Page MenuHomePhabricator

Monitor the temporal falsifiability of people in Wikidata
Open, LowPublic

Description

The temporal falsifiability is a quantitative value between 0 and 1 that reflects the usefulness of the contemporary constraint on a certain entity set, although it's an indicator of data quality by itself. It's defined as 1-(c/(n^2)), where c is the number of potentially contemporary pairs of entities (including reflexive pairs) in a set of n entities. Wikidata data shouldn't reduce their temporal falsifiability, something that would mean its average data quality is declining. The temporal falsifiability can raise when any of these good things happen:

  • More data are added to existing entities.
  • We improve the precision of dates.
  • We create entities that are more complete and accurate than average.
  • Temporal biases are reduced (i.e., we get more data about the past and not so many about the present).

The value of temporal falsifiability of people in Wikidata, which should ideally be >0.30, and will never be able to reach 0.55, can be estimated by following these steps:

  1. Choose an n. For a very accurate estimation, this number can be the total number of instances of Q5; however, if using that n is too expensive, a lower n can be chosen.
  2. Initialize c := 0.
  3. Repeat n times:
    1. Pick two instances of Q5 randomly (see T194884), e1 and e2.
    2. If the date of birth (P569) of e1 can be lower than or equal to the date of death (P570) of e2 and the date of birth (P569) of e1 can be lower than or equal to the date of death (P570) of e1, then add 1 to c (c := c + 1); otherwise, do nothing. Here "can be" means that, in case there are several values, or values with low precision, it's enough to have a single possible combination that meets the rule.
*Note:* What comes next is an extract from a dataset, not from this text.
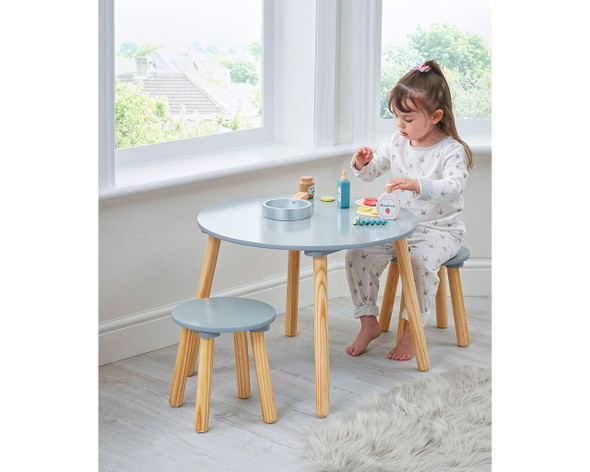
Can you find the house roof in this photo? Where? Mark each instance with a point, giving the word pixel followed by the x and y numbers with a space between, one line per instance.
pixel 180 90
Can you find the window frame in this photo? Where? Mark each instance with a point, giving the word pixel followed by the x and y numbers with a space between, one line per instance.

The rule is also met in case we don't have enough data; for instance, when checking if "the date of birth (P569) of e1 can be lower than or equal to the date of death (P570) of e2", this half of the rule is directly met if we don't have any date of death defined for e2.
  4. Calculate (n-1)*(n-c)/(n^2) to get the value of temporal falsifiability.

Please monitor on Grafana the value of temporal falsifiability of Q5 instances.

Event Timeline

abian triaged this task as Low priority.Dec 8 2018, 2:22 PM

I think this isn't urgent/important at all, but feel free to ask me anything in case you want to do it.